The burden of proof that an asset falls under the anti-abuse provision lies with the tax authorities.

Permanent establishment or real estate in a treaty country

Where the company has a permanent establishment or owns real estate in a country with which Belgium has a double taxation treaty, the computation base does not include the net book value of the assets and liabilities connected with that permanent establishment or real estate. This is because the income of a permanent establishment or from real estate is exempt from tax in Belgium: the cost of financing the establishment or real estate, whether by equity or borrowing, must be assessed for taxation purposes in the country where the establishment is located.

Capital increase or reduction, dividend distribution or change in excluded assets

If, during the financial year, a change occurs in the taxpayer's capital and retained earnings or in any excluded assets, this is taken into account on a pro rata basis. Such a change occurs notably where the company:

  • receives additional capital contributions;

  • repays part of its capital to its shareholders;

  • makes dividend distributions; or

  • acquires or disposes of excluded shares or assets covered by the anti-abuse provision.

Lock-up period and carry-forward of deductions

The statute currently provides that an amount equivalent to the deduction for risk capital must be entered on the balance sheet as an 'unavailable reserve' and must remain so for three years, but this condition is likely to be repealed prior to the entry into force of the regime.

If the deduction for risk capital exceeds the taxable profit for the year, the excess can be carried forward for seven years. The carry-forward of the deduction for risk capital may not be maintained in the event of a change in control of the company which is undertaken purely for fiscal purposes.

Indirect tax on capital formation

In order to promote equity financing, the act also abolished the 0.5% registration duty on capital increases and capital contributions.
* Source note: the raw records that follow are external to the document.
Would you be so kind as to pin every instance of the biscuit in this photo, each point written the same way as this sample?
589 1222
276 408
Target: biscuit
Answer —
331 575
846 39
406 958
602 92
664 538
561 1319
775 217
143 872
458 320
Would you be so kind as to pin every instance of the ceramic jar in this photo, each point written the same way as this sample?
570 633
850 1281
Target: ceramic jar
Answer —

This change will take effect from January 1 2006.

Application

One obvious opportunity offered by the new regime is the use of a Belgian company to centralize group cash flow.

If a parent company A wants to finance the activities of a subsidiary B, A can raise the capital from a Belgian company C, which loans it to B. B then pays interest to C, which redistributes its profit as a dividend to A. The interest paid by B to C - at a typical rate of 4.1% - is taxable in Belgium, but C can offset the deduction for risk capital from the capital initially contributed by A. If the deduction rate for the year in question is 3.5%, C's taxable profit will be 0.6% of the capital amount rather than 4.1%. The standard rate of Belgian corporate income tax is almost 34%, but the actual rate paid is under 5%.

Comment

Most commentators have welcomed the new measures. It is predicted that they will be effective in attracting equity-financed investment into Belgium and will allow for a smooth transition for Belgian coordination centres.

The content of this article is intended to provide a general guide to the subject matter. Specialist advice should be sought about your specific circumstances.